\subsubsection{Vertical and Whole-day-ahead Forecasts without Retraining}
\label{vert}

The upper-right in Figure \ref{f:inputs} shows an alternative way to
    generate forecasts for a test day before it has started:
First, a seasonally-adjusted time series $a_t$ is obtained from a vertical
    time series by STL decomposition.
Then, the actual forecasting model, trained on $a_t$, makes an $H$-step-ahead
    prediction.
Lastly, we add the $H$ seasonal na\"{i}ve forecasts for the seasonal component
    $s_t$ to them to obtain the actual predictions for the test day.
Thus, only one training is required per model type, and no real-time data is
    used.
By decomposing the raw time series, all long-term patterns are assumed to be
    in the seasonal component $s_t$, and $a_t$ only contains the level with
    a potential trend and auto-correlations.

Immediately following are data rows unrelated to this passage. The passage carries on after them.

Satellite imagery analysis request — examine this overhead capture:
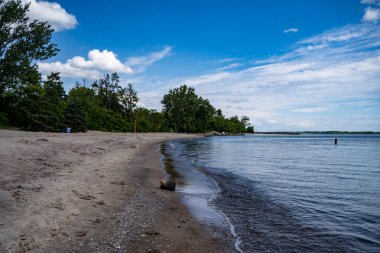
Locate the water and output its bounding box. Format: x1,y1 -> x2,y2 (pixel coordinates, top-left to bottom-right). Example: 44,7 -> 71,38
162,134 -> 380,252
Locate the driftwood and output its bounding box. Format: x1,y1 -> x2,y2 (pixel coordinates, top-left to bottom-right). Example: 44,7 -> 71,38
161,179 -> 176,191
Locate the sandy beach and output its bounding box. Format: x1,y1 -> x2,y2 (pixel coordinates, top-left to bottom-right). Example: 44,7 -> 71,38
0,130 -> 232,252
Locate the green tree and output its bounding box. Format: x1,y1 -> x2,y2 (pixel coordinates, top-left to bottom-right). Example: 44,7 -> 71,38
0,0 -> 58,123
64,99 -> 87,132
43,73 -> 66,131
161,85 -> 215,132
121,83 -> 139,120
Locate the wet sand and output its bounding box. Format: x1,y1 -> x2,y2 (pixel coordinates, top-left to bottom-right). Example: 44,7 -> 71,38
0,130 -> 233,252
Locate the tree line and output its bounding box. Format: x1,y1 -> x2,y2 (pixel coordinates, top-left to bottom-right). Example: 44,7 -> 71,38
0,0 -> 253,133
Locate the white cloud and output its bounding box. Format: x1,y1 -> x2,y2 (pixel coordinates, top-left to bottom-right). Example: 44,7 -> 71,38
283,28 -> 298,33
219,62 -> 243,71
38,49 -> 133,79
126,46 -> 172,73
363,7 -> 380,23
38,47 -> 171,79
22,0 -> 78,31
151,24 -> 380,131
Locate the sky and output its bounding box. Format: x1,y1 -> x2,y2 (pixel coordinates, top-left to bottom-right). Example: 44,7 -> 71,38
22,0 -> 380,131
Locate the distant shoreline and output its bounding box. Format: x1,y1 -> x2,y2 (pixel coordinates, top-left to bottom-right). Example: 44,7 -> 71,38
252,131 -> 380,135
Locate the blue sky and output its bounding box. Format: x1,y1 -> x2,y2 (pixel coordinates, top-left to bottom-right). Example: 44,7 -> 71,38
23,0 -> 380,131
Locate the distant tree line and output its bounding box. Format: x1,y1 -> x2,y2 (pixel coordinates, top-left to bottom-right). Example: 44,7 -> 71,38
0,0 -> 253,133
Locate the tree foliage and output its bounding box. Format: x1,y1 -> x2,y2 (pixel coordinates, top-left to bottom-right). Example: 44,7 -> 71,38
161,85 -> 249,133
0,0 -> 58,127
0,0 -> 253,133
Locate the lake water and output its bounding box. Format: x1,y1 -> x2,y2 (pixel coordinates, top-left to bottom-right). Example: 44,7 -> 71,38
161,134 -> 380,252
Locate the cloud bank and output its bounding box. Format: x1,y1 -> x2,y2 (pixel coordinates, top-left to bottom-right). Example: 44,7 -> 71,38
38,47 -> 171,79
361,0 -> 380,24
22,0 -> 78,31
140,24 -> 380,131
283,28 -> 298,33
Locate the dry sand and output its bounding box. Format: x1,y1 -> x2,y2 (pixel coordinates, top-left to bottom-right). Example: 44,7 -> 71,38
0,130 -> 233,252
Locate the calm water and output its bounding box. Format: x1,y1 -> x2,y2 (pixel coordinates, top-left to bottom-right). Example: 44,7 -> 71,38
162,134 -> 380,252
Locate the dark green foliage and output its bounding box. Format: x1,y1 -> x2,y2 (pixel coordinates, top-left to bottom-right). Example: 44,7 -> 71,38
0,0 -> 58,130
246,126 -> 255,133
0,0 -> 58,119
0,0 -> 255,133
161,85 -> 215,132
161,85 -> 249,133
65,99 -> 87,133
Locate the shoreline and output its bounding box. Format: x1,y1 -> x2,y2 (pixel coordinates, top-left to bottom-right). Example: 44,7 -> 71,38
0,130 -> 229,252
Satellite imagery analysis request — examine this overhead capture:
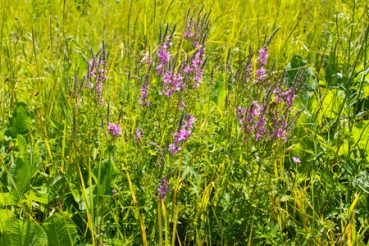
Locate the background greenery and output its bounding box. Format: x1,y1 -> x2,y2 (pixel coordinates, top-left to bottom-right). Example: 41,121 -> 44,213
0,0 -> 369,245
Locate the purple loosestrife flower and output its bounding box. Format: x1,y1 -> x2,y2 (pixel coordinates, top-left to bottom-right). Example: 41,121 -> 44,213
168,114 -> 196,155
160,72 -> 185,96
87,55 -> 108,105
256,66 -> 265,82
178,101 -> 186,110
168,143 -> 182,155
139,82 -> 150,107
158,178 -> 170,200
258,47 -> 268,66
134,128 -> 143,142
156,37 -> 172,75
108,123 -> 122,137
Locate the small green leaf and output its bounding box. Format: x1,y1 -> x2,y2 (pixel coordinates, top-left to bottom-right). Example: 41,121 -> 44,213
9,157 -> 31,197
42,213 -> 78,246
17,134 -> 27,158
92,159 -> 115,195
0,209 -> 15,232
7,103 -> 32,138
0,192 -> 19,207
0,218 -> 48,246
25,189 -> 52,204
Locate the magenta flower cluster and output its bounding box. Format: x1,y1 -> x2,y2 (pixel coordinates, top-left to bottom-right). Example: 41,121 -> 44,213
158,178 -> 170,200
139,81 -> 150,107
236,47 -> 304,141
87,52 -> 108,104
256,47 -> 268,81
237,101 -> 267,140
108,123 -> 122,137
168,115 -> 195,155
156,36 -> 173,75
184,45 -> 205,89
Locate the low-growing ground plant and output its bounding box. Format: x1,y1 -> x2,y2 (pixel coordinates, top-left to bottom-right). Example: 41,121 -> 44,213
0,0 -> 369,245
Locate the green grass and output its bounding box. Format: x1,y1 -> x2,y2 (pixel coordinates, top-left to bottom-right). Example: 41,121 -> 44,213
0,0 -> 369,245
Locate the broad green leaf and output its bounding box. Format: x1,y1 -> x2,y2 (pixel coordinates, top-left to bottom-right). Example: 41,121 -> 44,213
322,89 -> 347,119
0,192 -> 19,207
0,218 -> 48,246
25,189 -> 52,204
65,170 -> 81,203
0,209 -> 15,232
92,159 -> 115,195
9,157 -> 31,196
8,103 -> 32,137
42,213 -> 78,246
17,134 -> 27,158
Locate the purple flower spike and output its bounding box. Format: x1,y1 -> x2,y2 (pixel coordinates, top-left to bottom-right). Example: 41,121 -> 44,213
258,48 -> 268,65
108,123 -> 122,137
158,178 -> 170,200
168,143 -> 182,155
135,128 -> 143,142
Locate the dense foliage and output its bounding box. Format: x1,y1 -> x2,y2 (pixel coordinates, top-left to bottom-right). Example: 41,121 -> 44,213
0,0 -> 369,245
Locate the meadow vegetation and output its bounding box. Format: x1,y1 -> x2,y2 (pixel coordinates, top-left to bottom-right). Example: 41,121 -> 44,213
0,0 -> 369,246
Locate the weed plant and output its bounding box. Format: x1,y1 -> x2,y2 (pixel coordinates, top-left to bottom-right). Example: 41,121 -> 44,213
0,0 -> 369,245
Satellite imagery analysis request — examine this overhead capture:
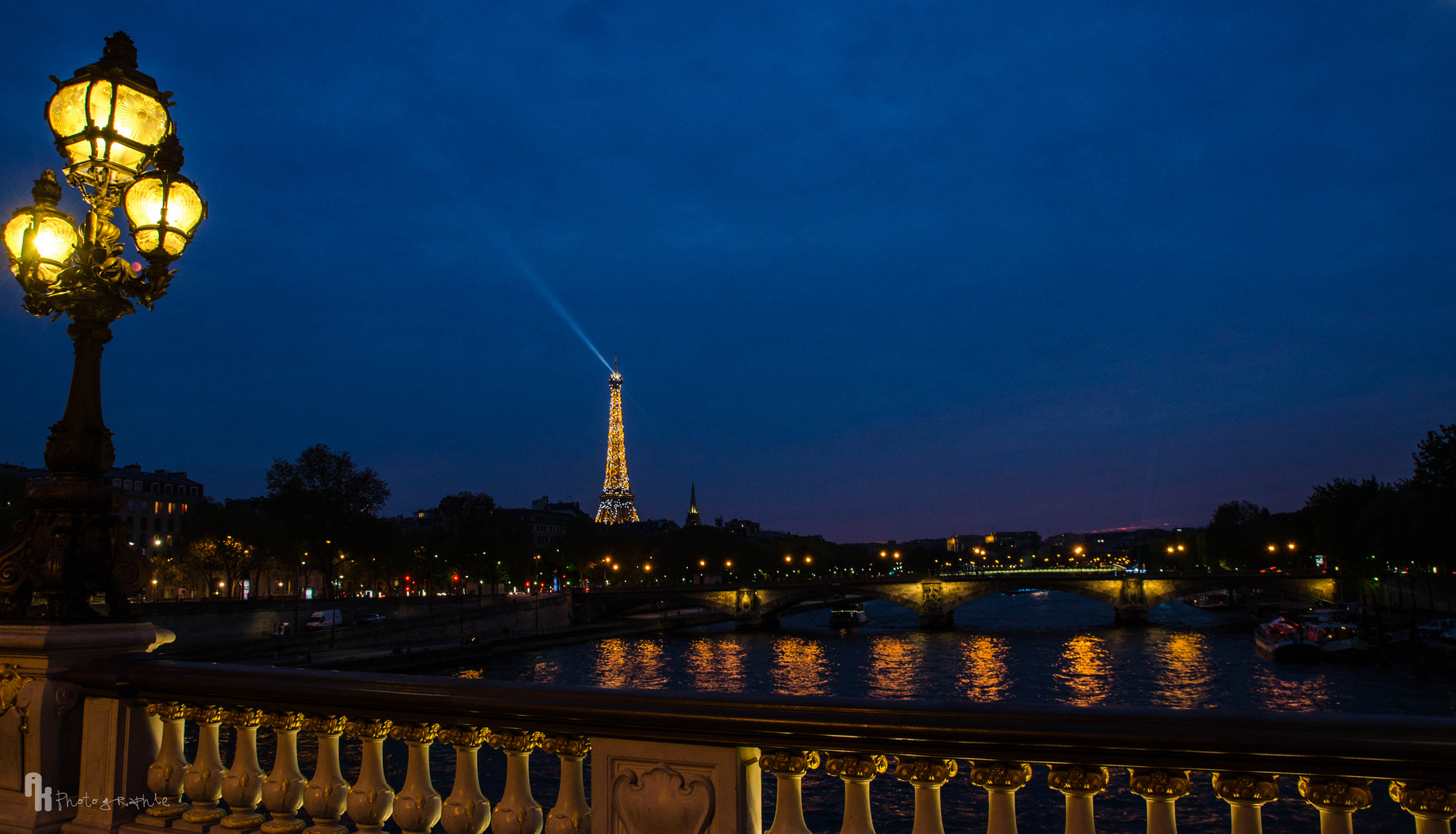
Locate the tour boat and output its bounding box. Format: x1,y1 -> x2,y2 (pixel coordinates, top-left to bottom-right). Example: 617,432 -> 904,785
1254,617 -> 1319,661
1188,591 -> 1229,612
828,602 -> 869,629
1303,619 -> 1356,655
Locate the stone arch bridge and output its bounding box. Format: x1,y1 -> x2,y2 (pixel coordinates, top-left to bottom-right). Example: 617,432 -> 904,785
572,571 -> 1339,630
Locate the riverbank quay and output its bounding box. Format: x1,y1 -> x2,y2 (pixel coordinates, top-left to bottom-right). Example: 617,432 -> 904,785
135,594 -> 571,663
295,610 -> 731,674
39,646 -> 1456,834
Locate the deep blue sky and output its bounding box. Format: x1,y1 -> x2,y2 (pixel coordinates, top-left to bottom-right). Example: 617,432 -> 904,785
0,0 -> 1456,540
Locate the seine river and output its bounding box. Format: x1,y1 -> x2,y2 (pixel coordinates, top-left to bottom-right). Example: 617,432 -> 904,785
455,592 -> 1456,834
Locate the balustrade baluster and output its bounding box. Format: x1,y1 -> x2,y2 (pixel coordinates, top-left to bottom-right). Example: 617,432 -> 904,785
759,750 -> 820,834
1299,776 -> 1372,834
896,755 -> 957,834
390,724 -> 440,834
1390,781 -> 1456,834
303,714 -> 350,834
970,761 -> 1031,834
345,717 -> 394,831
542,735 -> 591,834
824,752 -> 889,834
137,703 -> 189,827
1047,764 -> 1112,834
1127,767 -> 1193,834
486,731 -> 546,834
262,712 -> 309,834
1213,773 -> 1278,834
172,706 -> 227,832
440,727 -> 495,834
222,709 -> 263,831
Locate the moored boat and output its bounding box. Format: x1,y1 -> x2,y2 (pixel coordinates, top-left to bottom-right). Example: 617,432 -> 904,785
1188,591 -> 1229,612
1254,617 -> 1319,661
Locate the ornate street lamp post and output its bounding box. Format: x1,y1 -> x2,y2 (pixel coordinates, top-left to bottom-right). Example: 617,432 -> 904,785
0,32 -> 207,619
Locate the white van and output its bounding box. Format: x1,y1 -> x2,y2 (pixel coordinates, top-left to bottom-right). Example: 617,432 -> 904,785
303,609 -> 344,629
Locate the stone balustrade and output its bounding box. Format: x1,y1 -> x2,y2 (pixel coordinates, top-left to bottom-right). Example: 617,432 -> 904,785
11,659 -> 1456,834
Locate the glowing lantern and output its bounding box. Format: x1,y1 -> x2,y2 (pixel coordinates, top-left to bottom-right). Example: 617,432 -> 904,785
122,135 -> 207,262
5,171 -> 76,285
45,32 -> 172,182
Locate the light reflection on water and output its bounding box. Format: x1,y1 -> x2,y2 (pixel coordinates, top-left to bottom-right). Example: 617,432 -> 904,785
1254,666 -> 1344,712
448,594 -> 1456,834
591,638 -> 669,690
1149,632 -> 1214,709
687,636 -> 744,693
955,635 -> 1012,701
774,636 -> 833,694
865,636 -> 925,699
1057,635 -> 1112,706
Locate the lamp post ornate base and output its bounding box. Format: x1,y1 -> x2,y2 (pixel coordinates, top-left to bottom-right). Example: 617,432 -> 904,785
0,313 -> 148,620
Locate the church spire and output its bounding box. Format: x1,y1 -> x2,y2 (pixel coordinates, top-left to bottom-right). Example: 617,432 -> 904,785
684,483 -> 703,527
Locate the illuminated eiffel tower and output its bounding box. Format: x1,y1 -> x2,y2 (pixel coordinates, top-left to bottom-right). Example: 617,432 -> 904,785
597,357 -> 638,524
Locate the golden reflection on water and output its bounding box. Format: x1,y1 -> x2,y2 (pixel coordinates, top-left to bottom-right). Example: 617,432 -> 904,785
866,635 -> 926,697
1152,632 -> 1214,709
687,638 -> 746,693
957,636 -> 1011,701
1249,663 -> 1335,712
597,638 -> 667,689
772,638 -> 830,694
1055,635 -> 1111,706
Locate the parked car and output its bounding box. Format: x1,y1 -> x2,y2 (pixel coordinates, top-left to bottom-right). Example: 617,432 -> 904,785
1415,620 -> 1456,638
303,609 -> 344,629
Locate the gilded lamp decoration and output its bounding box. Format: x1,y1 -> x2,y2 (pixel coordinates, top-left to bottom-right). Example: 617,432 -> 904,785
0,32 -> 207,617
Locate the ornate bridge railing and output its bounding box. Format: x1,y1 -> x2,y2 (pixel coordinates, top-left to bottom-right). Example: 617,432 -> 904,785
42,659 -> 1456,834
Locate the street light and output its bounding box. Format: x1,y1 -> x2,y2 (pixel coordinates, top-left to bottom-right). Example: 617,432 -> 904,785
0,32 -> 207,617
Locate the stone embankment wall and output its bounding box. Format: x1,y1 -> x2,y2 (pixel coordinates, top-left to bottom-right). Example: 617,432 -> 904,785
1360,574 -> 1456,620
138,594 -> 571,653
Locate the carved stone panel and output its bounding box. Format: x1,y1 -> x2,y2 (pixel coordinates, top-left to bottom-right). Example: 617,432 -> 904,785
591,738 -> 763,834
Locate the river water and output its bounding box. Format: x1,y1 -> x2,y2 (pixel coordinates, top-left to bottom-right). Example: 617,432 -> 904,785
440,592 -> 1456,834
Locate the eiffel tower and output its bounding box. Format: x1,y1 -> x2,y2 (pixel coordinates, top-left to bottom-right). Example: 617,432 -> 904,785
597,355 -> 638,524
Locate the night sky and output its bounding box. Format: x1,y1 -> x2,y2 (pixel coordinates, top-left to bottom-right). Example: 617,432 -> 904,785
0,0 -> 1456,541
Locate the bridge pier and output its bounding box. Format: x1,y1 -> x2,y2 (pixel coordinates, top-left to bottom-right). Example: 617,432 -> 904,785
733,612 -> 779,632
920,612 -> 955,632
1112,576 -> 1147,626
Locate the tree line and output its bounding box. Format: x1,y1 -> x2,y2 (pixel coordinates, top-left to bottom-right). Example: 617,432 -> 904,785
1187,425 -> 1456,578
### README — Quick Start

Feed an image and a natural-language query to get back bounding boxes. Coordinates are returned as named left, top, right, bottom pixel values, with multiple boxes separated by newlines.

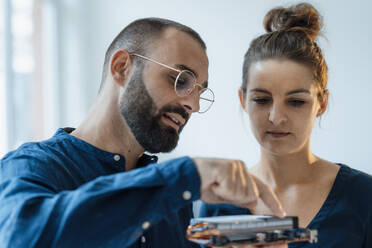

The models in this family are:
\begin{enumerate}
\item \textit{\gls{fnaive}},
      \textit{\gls{pnaive}}:
          Sum of STL's trend and seasonal components' na\"{i}ve forecasts
\item \textit{\gls{vholt}},
      \textit{\gls{vses}}, and
      \textit{\gls{vtheta}}:
          Exponential smoothing without calibration and seasonal
                       fit
\item \textit{\gls{vets}}:
          ETS calibrated as described by \cite{hyndman2008b}
\item \textit{\gls{varima}}:
          ARIMA calibrated as described by \cite{hyndman2008a}
\end{enumerate}
As mentioned in Sub-section \ref{unified_cv}, we include the sum of the
    (seasonal) na\"{i}ve forecasts of the STL's trend and seasonal components
    as forecasts on their own:
For \textit{fnaive}, we tune the "flexible" $ns$ parameter, and for
    \textit{pnaive}, we set it to a "periodic" value.
Thus, we implicitly assume that there is no signal in the remainder $r_t$, and
    predict $0$ for it.
\textit{fnaive} and \textit{pnaive} are two more simple benchmarks.